ATOM Documentation

← Back to App

Database Query Standard

Overview

This document defines the standard patterns for database queries in the ATOM SaaS backend. Consistent query patterns improve performance, maintainability, and reduce bugs.

Decision Framework

When to Use ORM (SQLAlchemy)

✅ **Use ORM for:**

  • Single table queries (CRUD operations)
  • Simple relationships (joins with foreign keys)
  • Business logic that benefits from object mapping
  • Queries that benefit from SQLAlchemy's session management
  • Read operations that need relationship loading

**Examples:**

# ✅ GOOD: Simple CRUD
agent = db.query(AgentRegistry).filter(
    AgentRegistry.id == agent_id,
    AgentRegistry.tenant_id == tenant_id
).first()

# ✅ GOOD: Relationship loading
proposal = db.query(AgentProposal).options(
    joinedload(AgentProposal.agent)
).filter(AgentProposal.id == proposal_id).first()

# ✅ GOOD: Create/Update
new_agent = AgentRegistry(
    id=str(uuid.uuid4()),
    tenant_id=tenant_id,
    name=name,
    role=role
)
db.add(new_agent)
db.commit()

When to Use Raw SQL

✅ **Use Raw SQL for:**

  • Complex aggregations (GROUP BY, window functions)
  • Performance-critical queries
  • Complex joins across many tables
  • Queries where ORM overhead is significant
  • Bulk operations
  • Analytics and reporting

**Examples:**

# ✅ GOOD: Complex aggregation
result = await db.execute(text("""
    SELECT
        agent_id,
        COUNT(*) as total_executions,
        AVG(execution_time) as avg_time,
        PERCENTILE_CONT(0.5) WITHIN GROUP (ORDER BY execution_time) as median_time
    FROM agent_executions
    WHERE tenant_id = :tenant_id
    GROUP BY agent_id
"""), {"tenant_id": tenant_id})

# ✅ GOOD: Performance-critical query
agents = await db.execute(text("""
    SELECT id, name, role, status
    FROM agent_registry
    WHERE tenant_id = :tenant_id
      AND enabled = true
      AND status = :status
    ORDER BY confidence_score DESC
    LIMIT :limit
"""), {"tenant_id": tenant_id, "status": "autonomous", "limit": 10})

Standard Patterns

1. Tenant Isolation (CRITICAL)

**ALWAYS filter by tenant_id in queries:**

# ✅ GOOD: Explicit tenant filtering
result = await db.execute(
    select(AgentRegistry).where(
        AgentRegistry.tenant_id == tenant_id
    )
)

# ❌ BAD: Missing tenant filter
result = await db.execute(
    select(AgentRegistry)
)

2. Async Queries

**Use async/await for database operations:**

# ✅ GOOD: Async query
result = await db.execute(
    select(AgentRegistry).where(AgentRegistry.id == agent_id)
)
agent = result.scalar_one_or_none()

# ❌ BAD: Sync query in async context
agent = db.query(AgentRegistry).filter(AgentRegistry.id == agent_id).first()

3. Query Helpers

**Use helper functions for common patterns:**

# ✅ GOOD: Using helper
agent = await get_agent_by_id(db, agent_id, tenant_id)

# Instead of:
result = await db.execute(
    select(AgentRegistry).where(
        AgentRegistry.id == agent_id,
        AgentRegistry.tenant_id == tenant_id
    )
)
agent = result.scalar_one_or_none()

4. Error Handling

**Handle missing results gracefully:**

# ✅ GOOD: Handle missing data
result = await db.execute(
    select(AgentRegistry).where(AgentRegistry.id == agent_id)
)
agent = result.scalar_one_or_none()

if not agent:
    raise ValueError(f"Agent {agent_id} not found")

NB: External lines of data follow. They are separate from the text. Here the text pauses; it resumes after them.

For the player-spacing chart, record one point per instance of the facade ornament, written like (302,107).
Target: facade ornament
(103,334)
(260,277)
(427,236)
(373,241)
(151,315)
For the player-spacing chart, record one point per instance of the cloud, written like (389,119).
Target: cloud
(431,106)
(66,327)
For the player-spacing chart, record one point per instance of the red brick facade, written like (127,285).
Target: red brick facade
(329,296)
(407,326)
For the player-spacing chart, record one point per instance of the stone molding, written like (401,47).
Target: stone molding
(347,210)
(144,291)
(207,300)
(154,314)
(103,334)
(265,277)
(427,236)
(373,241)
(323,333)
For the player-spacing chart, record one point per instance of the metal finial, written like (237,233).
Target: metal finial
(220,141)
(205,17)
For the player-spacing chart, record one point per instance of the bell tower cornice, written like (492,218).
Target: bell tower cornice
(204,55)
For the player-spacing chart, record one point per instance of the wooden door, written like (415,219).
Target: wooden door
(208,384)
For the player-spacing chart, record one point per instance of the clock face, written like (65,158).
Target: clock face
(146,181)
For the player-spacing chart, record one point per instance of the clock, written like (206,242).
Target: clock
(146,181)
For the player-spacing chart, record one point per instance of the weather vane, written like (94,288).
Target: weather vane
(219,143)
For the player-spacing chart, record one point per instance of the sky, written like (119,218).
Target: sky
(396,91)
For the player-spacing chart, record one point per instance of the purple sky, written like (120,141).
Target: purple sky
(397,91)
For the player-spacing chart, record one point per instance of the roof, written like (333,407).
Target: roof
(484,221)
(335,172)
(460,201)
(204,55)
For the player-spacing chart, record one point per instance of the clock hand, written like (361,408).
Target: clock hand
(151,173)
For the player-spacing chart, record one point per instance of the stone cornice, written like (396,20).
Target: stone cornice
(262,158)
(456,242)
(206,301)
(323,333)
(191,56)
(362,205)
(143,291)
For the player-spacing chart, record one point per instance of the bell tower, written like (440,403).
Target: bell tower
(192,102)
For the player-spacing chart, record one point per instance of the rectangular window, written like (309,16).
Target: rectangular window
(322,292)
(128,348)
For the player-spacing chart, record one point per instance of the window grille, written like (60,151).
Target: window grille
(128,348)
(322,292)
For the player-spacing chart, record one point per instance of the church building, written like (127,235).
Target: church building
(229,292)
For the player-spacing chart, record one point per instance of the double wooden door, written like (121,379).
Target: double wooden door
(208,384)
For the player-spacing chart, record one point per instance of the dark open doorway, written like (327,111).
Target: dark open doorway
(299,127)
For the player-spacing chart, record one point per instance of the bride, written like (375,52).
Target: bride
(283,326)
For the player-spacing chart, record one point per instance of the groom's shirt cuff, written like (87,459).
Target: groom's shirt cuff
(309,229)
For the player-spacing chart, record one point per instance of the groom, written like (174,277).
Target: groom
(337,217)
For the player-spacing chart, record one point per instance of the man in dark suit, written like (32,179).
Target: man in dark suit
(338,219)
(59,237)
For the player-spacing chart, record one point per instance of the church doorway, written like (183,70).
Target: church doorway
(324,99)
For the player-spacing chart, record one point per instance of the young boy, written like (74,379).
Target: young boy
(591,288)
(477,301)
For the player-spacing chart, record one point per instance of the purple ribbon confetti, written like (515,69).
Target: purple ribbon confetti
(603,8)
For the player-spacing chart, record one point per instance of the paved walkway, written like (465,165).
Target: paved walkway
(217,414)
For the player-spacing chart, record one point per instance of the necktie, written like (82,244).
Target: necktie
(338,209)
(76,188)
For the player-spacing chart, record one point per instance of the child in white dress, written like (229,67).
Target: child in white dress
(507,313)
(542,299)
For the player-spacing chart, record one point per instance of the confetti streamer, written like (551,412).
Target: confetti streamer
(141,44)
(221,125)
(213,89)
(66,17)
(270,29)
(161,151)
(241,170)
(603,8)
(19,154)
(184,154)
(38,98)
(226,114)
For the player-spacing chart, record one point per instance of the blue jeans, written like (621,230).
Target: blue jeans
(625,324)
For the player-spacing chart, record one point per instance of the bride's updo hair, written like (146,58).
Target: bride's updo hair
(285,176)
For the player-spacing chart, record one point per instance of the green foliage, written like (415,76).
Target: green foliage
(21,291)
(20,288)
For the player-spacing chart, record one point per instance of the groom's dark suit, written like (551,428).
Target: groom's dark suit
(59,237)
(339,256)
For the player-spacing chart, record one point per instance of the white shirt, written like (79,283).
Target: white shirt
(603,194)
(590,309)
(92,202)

# ❌ BAD: Crash on missing data
agent = result.scalar_one()  # Raises NoResultFound

5. Bulk Operations

**Use bulk operations for performance:**

# ✅ GOOD: Bulk insert
await db.execute(
    insert(AgentProposal).values([
        {
            'id': str(uuid.uuid4()),
            'agent_id': agent_id,
            'tenant_id': tenant_id,
            # ... other fields
        }
        for _ in range(100)
    ])
)
await db.commit()

# ❌ BAD: Loop insert
for i in range(100):
    proposal = AgentProposal(...)
    db.add(proposal)
await db.commit()  # Very slow

Query Helpers

Common Query Patterns

from typing import Optional, List
from sqlalchemy import select, and_
from sqlalchemy.ext.asyncio import AsyncSession

async def get_by_id(
    db: AsyncSession,
    model,
    id: str,
    tenant_id: str
):
    """Get a record by ID with tenant isolation."""
    result = await db.execute(
        select(model).where(
            and_(
                model.id == id,
                model.tenant_id == tenant_id
            )
        )
    )
    return result.scalar_one_or_none()

async def list_with_filters(
    db: AsyncSession,
    model,
    tenant_id: str,
    filters: dict = None,
    limit: int = 50,
    offset: int = 0
) -> List:
    """List records with filters and pagination."""
    query = select(model).where(model.tenant_id == tenant_id)

    if filters:
        for key, value in filters.items():
            if hasattr(model, key):
                query = query.where(getattr(model, key) == value)

    query = query.limit(limit).offset(offset)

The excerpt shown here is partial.